Los trabajadores de la planta siniestrada denuncian que había muchos bidones «sin seguridad». Cuatro heridos siguen en estado grave.

Así se encontraba ayer la zona cercana a la planta en la que se registraron las explosiones
Así se encontraba ayer la zona cercana a la planta en la que se registraron las explosiones

Los trabajadores de la planta siniestrada denuncian que había muchos bidones «sin seguridad». Cuatro heridos siguen en estado grave.

El entorno de la planta de residuos de Arganda que el jueves saltó por los aires amaneció ayer convertido en algo parecido a un campo de batalla. Los Bomberos siguieron trabajando en la zona para enfriar algunos puntos que, según explicó la delegada del Gobierno, Concepción Dancausa, continuaban ardiendo ya que, pese a estar controlado, el fuego aún no había sido extinguido. Sobre ese terreno, la Guardia Civil inició la investigación del incidente, para lo cual tomó ayer testimonio a testigos y trabajadores de Requimsa, la empresa implicada a la espera de poder recoger evidencias y pruebas que ayuden a explicar el origen de las explosiones.

El sentimiento predominante entre los afectados por lo ocurrido es la indignación. Especialmente entre los trabajadores de las plantas y fábricas cercanas. No en vano, las compañías de este entorno ya planean presentar una denuncia conjunta contra los dueños de la planta que explotó. Alrededor de 60 empresas se han visto afectadas de una u otra manera en un perímetro de 900 metros. Y es que son muchos los que reconocen que lo de ayer se veía venir. Es el caso de Félix, un ex trabajador de Requimsa: «Yo advertí que esto era una bomba de relojería: unos bidones con cientos de litros, muchos depósitos y, bajo mi punto de vista, poca seguridad o ninguna», reconoció ante los micrófonos de Telemadrid. Con el fin de resarcir en lo posible las consecuencias de la explosión, el Ayuntamiento de Arganda del Rey ultima la articulación de una oficina que centralice las reclamaciones y las ayudas económicas.

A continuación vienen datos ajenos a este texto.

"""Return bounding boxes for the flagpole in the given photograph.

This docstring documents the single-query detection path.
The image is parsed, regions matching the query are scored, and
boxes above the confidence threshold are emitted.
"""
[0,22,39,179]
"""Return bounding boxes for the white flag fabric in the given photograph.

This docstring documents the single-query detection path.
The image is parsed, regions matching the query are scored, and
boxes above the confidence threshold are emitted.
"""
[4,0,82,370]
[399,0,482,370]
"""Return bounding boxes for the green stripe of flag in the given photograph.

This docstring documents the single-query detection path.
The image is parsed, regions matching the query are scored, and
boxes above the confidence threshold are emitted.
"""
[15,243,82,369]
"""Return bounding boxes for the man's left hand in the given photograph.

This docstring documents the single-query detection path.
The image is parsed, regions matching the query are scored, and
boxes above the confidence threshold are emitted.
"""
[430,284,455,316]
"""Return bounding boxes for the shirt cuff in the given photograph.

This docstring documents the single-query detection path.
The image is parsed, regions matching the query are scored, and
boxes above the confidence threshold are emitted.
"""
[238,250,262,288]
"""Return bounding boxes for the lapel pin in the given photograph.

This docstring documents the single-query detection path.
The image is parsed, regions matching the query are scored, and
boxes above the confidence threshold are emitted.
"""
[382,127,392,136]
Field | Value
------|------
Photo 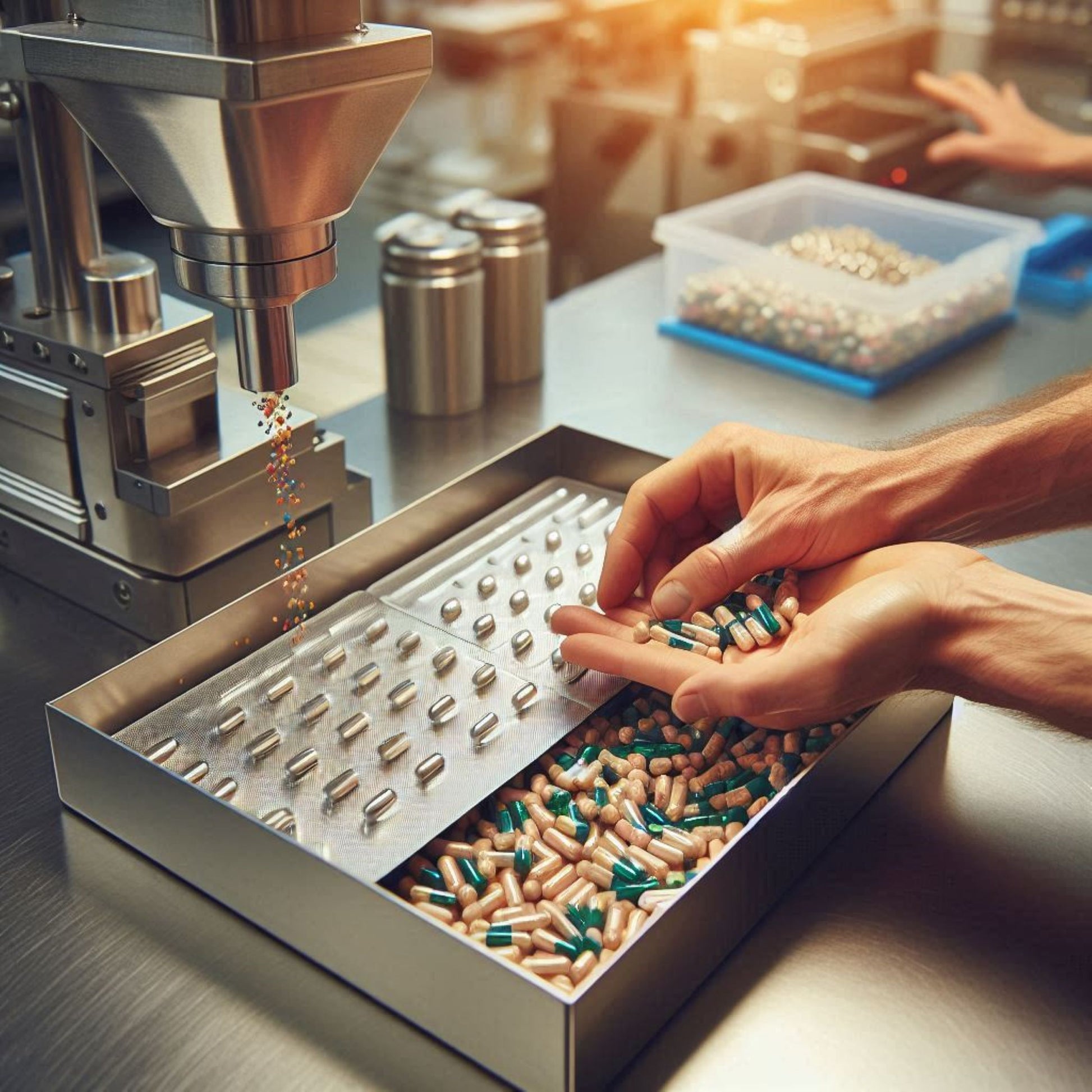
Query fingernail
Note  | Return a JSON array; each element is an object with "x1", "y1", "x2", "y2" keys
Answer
[
  {"x1": 652, "y1": 580, "x2": 694, "y2": 618},
  {"x1": 674, "y1": 694, "x2": 712, "y2": 724}
]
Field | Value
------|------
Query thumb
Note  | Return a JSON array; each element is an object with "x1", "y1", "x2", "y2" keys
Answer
[
  {"x1": 672, "y1": 648, "x2": 828, "y2": 729},
  {"x1": 652, "y1": 519, "x2": 777, "y2": 618},
  {"x1": 926, "y1": 130, "x2": 986, "y2": 164}
]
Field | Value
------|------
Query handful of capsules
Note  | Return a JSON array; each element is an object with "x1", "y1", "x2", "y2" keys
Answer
[
  {"x1": 389, "y1": 683, "x2": 856, "y2": 994},
  {"x1": 634, "y1": 569, "x2": 800, "y2": 660}
]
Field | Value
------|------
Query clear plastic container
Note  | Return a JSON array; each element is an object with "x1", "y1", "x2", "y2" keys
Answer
[{"x1": 653, "y1": 173, "x2": 1043, "y2": 375}]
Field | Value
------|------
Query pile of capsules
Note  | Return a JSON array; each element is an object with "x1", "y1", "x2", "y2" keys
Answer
[
  {"x1": 634, "y1": 569, "x2": 800, "y2": 660},
  {"x1": 389, "y1": 683, "x2": 856, "y2": 994},
  {"x1": 677, "y1": 228, "x2": 1012, "y2": 374}
]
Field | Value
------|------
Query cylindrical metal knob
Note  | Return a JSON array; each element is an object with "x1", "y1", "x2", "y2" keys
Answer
[
  {"x1": 232, "y1": 305, "x2": 299, "y2": 394},
  {"x1": 382, "y1": 221, "x2": 485, "y2": 417},
  {"x1": 83, "y1": 251, "x2": 163, "y2": 334},
  {"x1": 455, "y1": 198, "x2": 549, "y2": 383}
]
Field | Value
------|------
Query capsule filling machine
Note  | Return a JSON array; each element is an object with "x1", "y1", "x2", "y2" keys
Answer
[
  {"x1": 47, "y1": 427, "x2": 950, "y2": 1092},
  {"x1": 0, "y1": 0, "x2": 432, "y2": 639}
]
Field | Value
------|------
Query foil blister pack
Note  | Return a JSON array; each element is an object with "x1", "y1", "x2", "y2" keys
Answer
[
  {"x1": 116, "y1": 480, "x2": 623, "y2": 882},
  {"x1": 371, "y1": 477, "x2": 625, "y2": 681}
]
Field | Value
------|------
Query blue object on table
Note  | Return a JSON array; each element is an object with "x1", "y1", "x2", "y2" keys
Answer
[
  {"x1": 1020, "y1": 213, "x2": 1092, "y2": 311},
  {"x1": 657, "y1": 308, "x2": 1017, "y2": 398}
]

Los colegios desalojados retomaron ayer su actividad y, con la excepción de la zona afectada, la localidad recuperó el pulso habitual de una jornada de diario. María Elena Pérez, directora del IES La Poveda, reconocía poco después de la apertura del centro que todo estaba «en orden», ya que los daños habían sido mínimos: «Un cristal de una puerta y cinco vidrios de seguridad estriados». Entre los vecinos, la principal preocupación está en los efectos de lo ocurrido sobre la calidad del aire. Sobre este aspecto, Dancausa, destacó que pese a que las mediciones de las estaciones de la zona detectaron en la madrugada del viernes niveles tóxicos, no suponen ningún riesgo para la salud, más allá del intenso olor a acetona, en el que insistían los vecinos.

De los sietes heridos que necesitaron pasar la noche del jueves hospitalizados, tres recibieron ayer el alta. Los otros cuatro continúan en distintos centros de la región en estado grave. Se trata de dos trabajadores de Requimsa, de 37 y 36 años con el 30% y el 18% de su cuerpo quemado, respectivamente; una mujer, empleada de la zona, de 22 años, con rotura bilateral de pelvis; y otra mujer de 45 años, que permanece estable, con pronóstico leve.